At this point, you’re damned if you do, and you’re damned if you don’t.
So you’re saying we should use spreadsheets more?
Yes! The hardest part about building most software is figuring out the process. The power of spreadsheets lies in how flexible they are, and how they allow this amazing iterative process of discovery and a virtually instant feedback cycle. The user just keeps tweaking the sheet. And slowly, over time, it is changed until it does the job it was designed for, is no longer needed, or morphs into something that the original creator never could have envisioned.
This process of discovery was the business figuring out what it needed. Trying to build software from this vacuum would be an exercise in futility. We’ve all seen the scenarios where someone rushes out and buys off the shelf software, or builds custom software. Then when you check in to see how people are liking the new software, you find out all of the users are using… spreadsheets. Why? Because the software didn’t do what they needed, and they couldn’t wait.
However, if they had started with the spreadsheet and then over time moved to custom software, they would have been able to take all of the learnings they accrued and apply them to this new platform. It is so much more likely they would have gotten what they needed.

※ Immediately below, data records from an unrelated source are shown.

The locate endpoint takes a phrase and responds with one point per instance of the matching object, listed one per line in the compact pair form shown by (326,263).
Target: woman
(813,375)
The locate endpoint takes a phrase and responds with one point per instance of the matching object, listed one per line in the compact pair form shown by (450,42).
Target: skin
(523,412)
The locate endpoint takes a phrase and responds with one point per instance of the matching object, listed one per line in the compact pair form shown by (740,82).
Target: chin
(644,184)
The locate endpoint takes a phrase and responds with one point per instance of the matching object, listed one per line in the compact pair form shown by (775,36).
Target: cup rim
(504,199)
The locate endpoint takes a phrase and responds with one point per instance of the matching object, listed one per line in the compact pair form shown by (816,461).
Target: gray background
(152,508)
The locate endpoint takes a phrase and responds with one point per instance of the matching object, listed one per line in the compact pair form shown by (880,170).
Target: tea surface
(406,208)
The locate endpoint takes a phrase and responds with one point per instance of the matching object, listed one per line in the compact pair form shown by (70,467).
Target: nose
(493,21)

This is users doing their own discovery in real-time, enabled by the flexible and iterative nature of spreadsheets.
Where do we go from here?
It’s easy to forget that our fundamental value as technologists is not the construction of software; it’s helping our organizations solve problems with technology, in a responsible way that balances short-term and long-term needs.

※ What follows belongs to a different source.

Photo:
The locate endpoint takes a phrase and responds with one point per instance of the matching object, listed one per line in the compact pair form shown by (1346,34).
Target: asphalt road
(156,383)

If we embrace spreadsheets and show users we understand the appeal, maybe even offer to help, we can intervene at key moments – after the spreadsheets have proven their value but before they’ve grown into monstrosities. Our stakeholders will trust us more when we tell them that we appreciate how far their spreadsheets have taken them, but now that the path is well worn, it’s time to consider whether efficiencies can be gained from a more robust platform.

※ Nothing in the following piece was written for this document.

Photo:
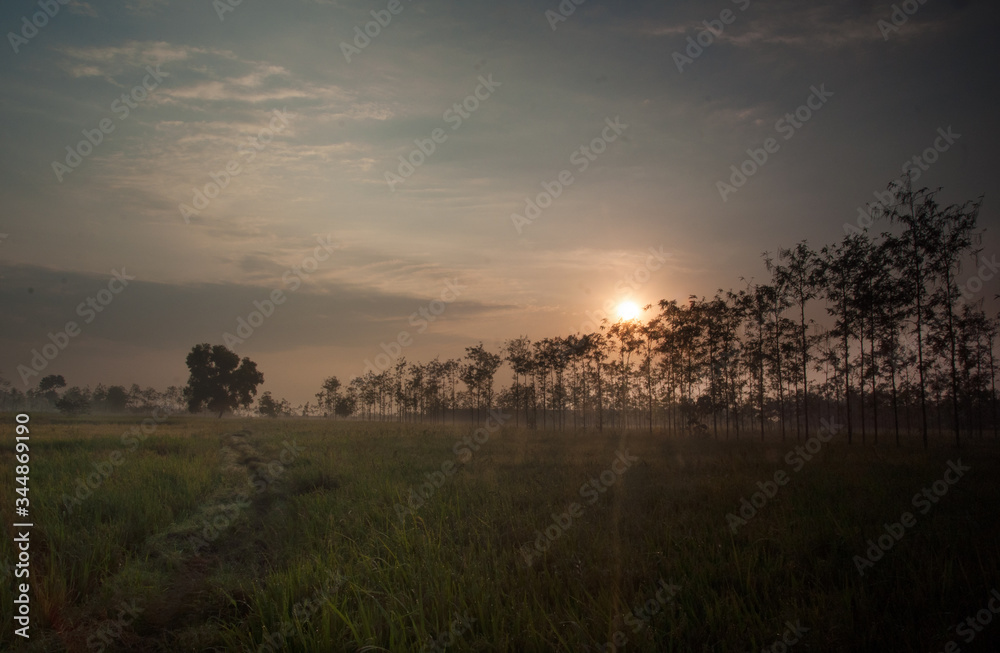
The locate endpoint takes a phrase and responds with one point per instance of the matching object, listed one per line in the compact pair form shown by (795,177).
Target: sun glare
(628,310)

Every time you create a spreadsheet, think about this quote:
You either die a hero, or you live long enough to see yourself become the villain.— Harvey Dent, Two-Face from Batman
So the next time someone complains about spreadsheets and how terrible they are, tell them they have no idea what they are talking about. Spreadsheets are wonderful things, and we should start with them wherever we can, and kill them when it makes sense.
Now go forth, and use spreadsheets everywhere!